La maquinaria penitenciaria funciona por tiempos. Normalmente los internos, con la condena en firme, ingresan en segundo grado tras dos meses previos en realizar la clasificación. El paso al tercer grado, indica Suárez, va en aumento debido a la aplicación de nuevos medios de control. Los denominados "telemáticos" permiten tener localizado al interno y están dirigidos a presos con contrato de trabajo. Siempre de forma voluntaria, los beneficiarios de este sistema deben tener una línea telefónica en su domicilio desde donde, a través de un receptor, están controlados. "De 22 horas a ocho de la mañana tienen que estar en casa. Si salen, salta una transgresión", explica.

Las ventajas de este sistema son evidentes: el interno no tiene que ir a dormir a la prisión, una condición que sí deben cumplir los que salen a trabajar del CIS a diario, aunque tengan permisos de fin de semana. Los lugares donde trabajan los internos en tercer grado son muy variados. Ayuntamientos, construcción, agricultura y hasta en una carnicería, siempre en diferentes municipios cacereños, son la segunda oportunidad .

Pero no es fácil encontrar experiencias que ratifiquen la teoría penitenciaria. Cuando EL PERIODICO solicitó a la Dirección General de Instituciones Penitenciarias poder conocer las experiencias de varios internos en tercer grado, las reglas fueron variadas. Imposible tomar fotografías en las que pudiera identificárseles, ni siquiera dar cuenta del nombre de pila y mucho menos de los apellidos. Y, por supuesto, ninguna referencia a su lugar de trabajo si lo tenían.

Sin embargo, la predisposición y la ayuda de la dirección del centro penitenciario hicieron posible llegar hasta Felicísimo, que rompió todos los esquemas. Dio la cara para reconocer su "ilusión y también preocupación" ante el futuro que le espera. Sus aspiraciones pasan por encontrar un trabajo que le permita pagar una vivienda. Está ganando la lucha a la droga y lleva más de cuatro años sin consumir, como demuestra su cara.

Dice que en la comunidad terapéutica ha ganado "tranquilidad y se ha quitado todas las corazas que uno se pone en la prisión para protegerse del entorno". Ahora sueña con recuperar su vida laboral y asegura que el factor trabajo es clave para superar el infierno de las drogas.

La ayuda profesional

Pero la labor de preparación para que estos internos puedan volver a hacer una vida normal no es sencilla. Y mucho menos cuando hay drogas de por medio. Así lo ha atestigua Javier Barrera, técnico en drogodependencias y responsable del programa Idre (Integrales de Rehabilitación), un proyecto enmarcado en el plan municipal de drogas y la Universidad Popular. Funciona desde hace diez años, dirigido a internos en tercer grado o en libertad condicional.

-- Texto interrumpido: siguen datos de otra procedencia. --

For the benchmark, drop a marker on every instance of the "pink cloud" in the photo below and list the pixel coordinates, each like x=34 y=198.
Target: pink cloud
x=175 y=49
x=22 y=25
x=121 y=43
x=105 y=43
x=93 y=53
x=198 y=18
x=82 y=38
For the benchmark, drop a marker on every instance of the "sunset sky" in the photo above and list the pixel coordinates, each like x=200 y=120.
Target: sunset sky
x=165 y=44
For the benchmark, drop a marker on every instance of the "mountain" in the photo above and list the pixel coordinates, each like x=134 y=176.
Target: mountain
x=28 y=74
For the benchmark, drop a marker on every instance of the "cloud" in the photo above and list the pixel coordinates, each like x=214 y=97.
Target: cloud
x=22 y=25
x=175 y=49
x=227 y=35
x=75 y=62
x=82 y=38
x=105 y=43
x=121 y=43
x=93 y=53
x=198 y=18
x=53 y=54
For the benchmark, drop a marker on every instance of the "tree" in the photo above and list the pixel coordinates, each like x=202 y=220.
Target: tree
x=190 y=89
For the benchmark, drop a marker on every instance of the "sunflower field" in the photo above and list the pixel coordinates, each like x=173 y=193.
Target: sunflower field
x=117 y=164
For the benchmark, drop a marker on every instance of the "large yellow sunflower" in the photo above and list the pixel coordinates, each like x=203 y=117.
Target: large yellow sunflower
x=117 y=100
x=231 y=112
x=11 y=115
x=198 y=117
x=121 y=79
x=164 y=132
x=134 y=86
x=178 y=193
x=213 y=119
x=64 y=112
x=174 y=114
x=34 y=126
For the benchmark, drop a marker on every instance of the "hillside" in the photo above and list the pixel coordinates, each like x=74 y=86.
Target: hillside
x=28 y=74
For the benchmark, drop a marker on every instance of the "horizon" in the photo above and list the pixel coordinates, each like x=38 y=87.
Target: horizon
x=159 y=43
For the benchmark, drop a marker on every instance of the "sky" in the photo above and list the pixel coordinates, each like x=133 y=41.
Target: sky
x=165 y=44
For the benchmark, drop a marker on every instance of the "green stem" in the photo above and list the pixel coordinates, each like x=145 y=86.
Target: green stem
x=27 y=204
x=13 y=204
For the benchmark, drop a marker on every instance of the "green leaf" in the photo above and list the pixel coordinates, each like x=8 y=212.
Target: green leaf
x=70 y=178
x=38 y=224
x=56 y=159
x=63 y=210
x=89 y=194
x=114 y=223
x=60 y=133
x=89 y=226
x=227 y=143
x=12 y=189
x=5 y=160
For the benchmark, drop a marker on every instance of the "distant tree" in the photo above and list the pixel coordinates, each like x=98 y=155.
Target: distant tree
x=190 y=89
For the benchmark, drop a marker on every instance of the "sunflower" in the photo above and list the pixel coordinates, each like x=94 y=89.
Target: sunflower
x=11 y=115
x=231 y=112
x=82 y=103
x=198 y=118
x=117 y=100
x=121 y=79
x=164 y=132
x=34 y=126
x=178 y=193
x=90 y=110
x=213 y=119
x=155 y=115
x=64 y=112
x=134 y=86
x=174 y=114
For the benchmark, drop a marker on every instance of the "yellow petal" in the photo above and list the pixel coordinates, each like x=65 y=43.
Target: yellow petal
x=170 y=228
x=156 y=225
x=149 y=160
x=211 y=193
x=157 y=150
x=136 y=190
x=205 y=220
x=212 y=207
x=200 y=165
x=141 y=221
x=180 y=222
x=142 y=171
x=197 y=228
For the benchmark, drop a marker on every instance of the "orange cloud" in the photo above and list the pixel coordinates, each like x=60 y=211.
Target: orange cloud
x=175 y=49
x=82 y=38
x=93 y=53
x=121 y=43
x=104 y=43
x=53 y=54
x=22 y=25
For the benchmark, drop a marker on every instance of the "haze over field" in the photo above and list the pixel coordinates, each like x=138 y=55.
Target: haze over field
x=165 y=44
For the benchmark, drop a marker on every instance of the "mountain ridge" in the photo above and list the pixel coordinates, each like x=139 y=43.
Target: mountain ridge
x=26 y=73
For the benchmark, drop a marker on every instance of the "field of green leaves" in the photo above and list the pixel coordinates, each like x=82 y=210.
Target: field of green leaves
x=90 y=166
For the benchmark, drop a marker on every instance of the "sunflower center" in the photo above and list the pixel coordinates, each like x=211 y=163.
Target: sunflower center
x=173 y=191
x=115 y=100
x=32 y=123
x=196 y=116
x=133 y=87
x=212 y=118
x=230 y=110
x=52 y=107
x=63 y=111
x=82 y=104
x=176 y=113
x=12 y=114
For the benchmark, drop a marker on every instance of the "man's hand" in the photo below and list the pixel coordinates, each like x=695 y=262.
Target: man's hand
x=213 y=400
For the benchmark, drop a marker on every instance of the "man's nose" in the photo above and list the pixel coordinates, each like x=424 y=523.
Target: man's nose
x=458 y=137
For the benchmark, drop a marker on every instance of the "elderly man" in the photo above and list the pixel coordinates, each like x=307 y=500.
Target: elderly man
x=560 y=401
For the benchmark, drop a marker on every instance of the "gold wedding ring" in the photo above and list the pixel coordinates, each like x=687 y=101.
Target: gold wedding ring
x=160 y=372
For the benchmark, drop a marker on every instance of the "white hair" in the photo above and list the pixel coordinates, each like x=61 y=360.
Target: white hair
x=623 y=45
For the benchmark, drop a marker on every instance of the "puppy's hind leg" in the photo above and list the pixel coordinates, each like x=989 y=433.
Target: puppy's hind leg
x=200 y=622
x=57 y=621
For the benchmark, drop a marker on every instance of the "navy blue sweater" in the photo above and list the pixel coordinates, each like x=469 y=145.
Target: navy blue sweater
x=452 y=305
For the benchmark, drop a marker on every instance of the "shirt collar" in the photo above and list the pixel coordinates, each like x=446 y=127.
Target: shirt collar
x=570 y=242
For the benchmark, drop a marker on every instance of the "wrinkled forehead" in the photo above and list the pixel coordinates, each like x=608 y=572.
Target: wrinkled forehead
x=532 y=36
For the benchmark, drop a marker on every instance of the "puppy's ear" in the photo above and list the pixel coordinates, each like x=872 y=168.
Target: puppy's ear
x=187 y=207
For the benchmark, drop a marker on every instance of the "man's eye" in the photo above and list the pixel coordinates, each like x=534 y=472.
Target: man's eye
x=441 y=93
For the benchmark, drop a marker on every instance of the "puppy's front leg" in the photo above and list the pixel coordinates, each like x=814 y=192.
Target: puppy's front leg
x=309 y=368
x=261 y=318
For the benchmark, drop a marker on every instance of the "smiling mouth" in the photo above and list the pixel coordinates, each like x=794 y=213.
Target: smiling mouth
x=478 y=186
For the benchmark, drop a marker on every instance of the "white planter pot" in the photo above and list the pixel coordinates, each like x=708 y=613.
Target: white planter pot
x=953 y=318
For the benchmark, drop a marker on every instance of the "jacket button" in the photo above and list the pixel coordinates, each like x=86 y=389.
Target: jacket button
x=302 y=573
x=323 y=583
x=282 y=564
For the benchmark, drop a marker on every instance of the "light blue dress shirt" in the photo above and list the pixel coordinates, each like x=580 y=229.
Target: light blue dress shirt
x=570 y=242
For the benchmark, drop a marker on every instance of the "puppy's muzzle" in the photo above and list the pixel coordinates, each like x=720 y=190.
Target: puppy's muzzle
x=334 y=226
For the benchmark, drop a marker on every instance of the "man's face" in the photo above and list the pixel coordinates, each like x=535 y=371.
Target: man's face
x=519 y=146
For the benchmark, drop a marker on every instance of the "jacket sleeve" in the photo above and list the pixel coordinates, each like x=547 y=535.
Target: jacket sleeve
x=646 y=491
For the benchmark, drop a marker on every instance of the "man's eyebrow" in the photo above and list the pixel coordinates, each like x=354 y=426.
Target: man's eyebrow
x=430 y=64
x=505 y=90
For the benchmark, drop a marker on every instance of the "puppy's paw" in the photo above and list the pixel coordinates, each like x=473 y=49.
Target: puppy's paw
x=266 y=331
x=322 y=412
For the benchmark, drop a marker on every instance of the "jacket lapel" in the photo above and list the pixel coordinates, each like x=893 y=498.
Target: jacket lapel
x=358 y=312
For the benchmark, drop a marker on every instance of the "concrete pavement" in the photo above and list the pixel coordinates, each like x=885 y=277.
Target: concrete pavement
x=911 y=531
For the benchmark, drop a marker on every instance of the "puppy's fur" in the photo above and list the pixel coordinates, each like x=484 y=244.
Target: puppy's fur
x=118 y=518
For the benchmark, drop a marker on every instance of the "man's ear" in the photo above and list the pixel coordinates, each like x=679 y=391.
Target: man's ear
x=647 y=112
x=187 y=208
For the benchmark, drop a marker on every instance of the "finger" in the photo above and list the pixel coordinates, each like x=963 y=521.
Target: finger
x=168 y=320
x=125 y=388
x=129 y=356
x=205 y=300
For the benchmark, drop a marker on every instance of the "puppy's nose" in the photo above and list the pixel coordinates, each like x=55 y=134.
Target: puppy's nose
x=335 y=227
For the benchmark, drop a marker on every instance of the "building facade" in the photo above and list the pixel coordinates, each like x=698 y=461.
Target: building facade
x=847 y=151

La atención se realiza fuera del centro penitenciario, cinco horas al día, y en la actualidad hay cuatro beneficiarios de entre 30 y 45 años, todos hombres. "Dejarlo en la cárcel es muy fácil, pero no tienen conciencia de enfermedad. Lo han hecho por narices", dice. La primera fase se hace en un centro terapéutico. "Dejan de consumir sin la ayuda de profesionales. Necesitan un entrenamiento que les protega", subraya.

Sin embargo, más del 50% recaen y vuelven a consumir a los pocos meses de salir a al calle. El objetivo es preparar a los reclusos para que no recaigan. Los expertos trabajan "los deterioros afectivos, físicos y sociales" de la droga. Barrera explica que el riesgo de recaer "no viene en su tiempo en prisión sino cuando salen". La explicación es sencilla: "Es fácil no consumir en la cárcel porque hay una vida estructurada. Cuando salen, están bien y a los dos o tres meses llega la crisis. Se dan cuenta de que sus vidas son un desastre". La travesía del desierto para Felicísimo se acerca al final. Sólo entonces la libertad dejará de ser un lujo.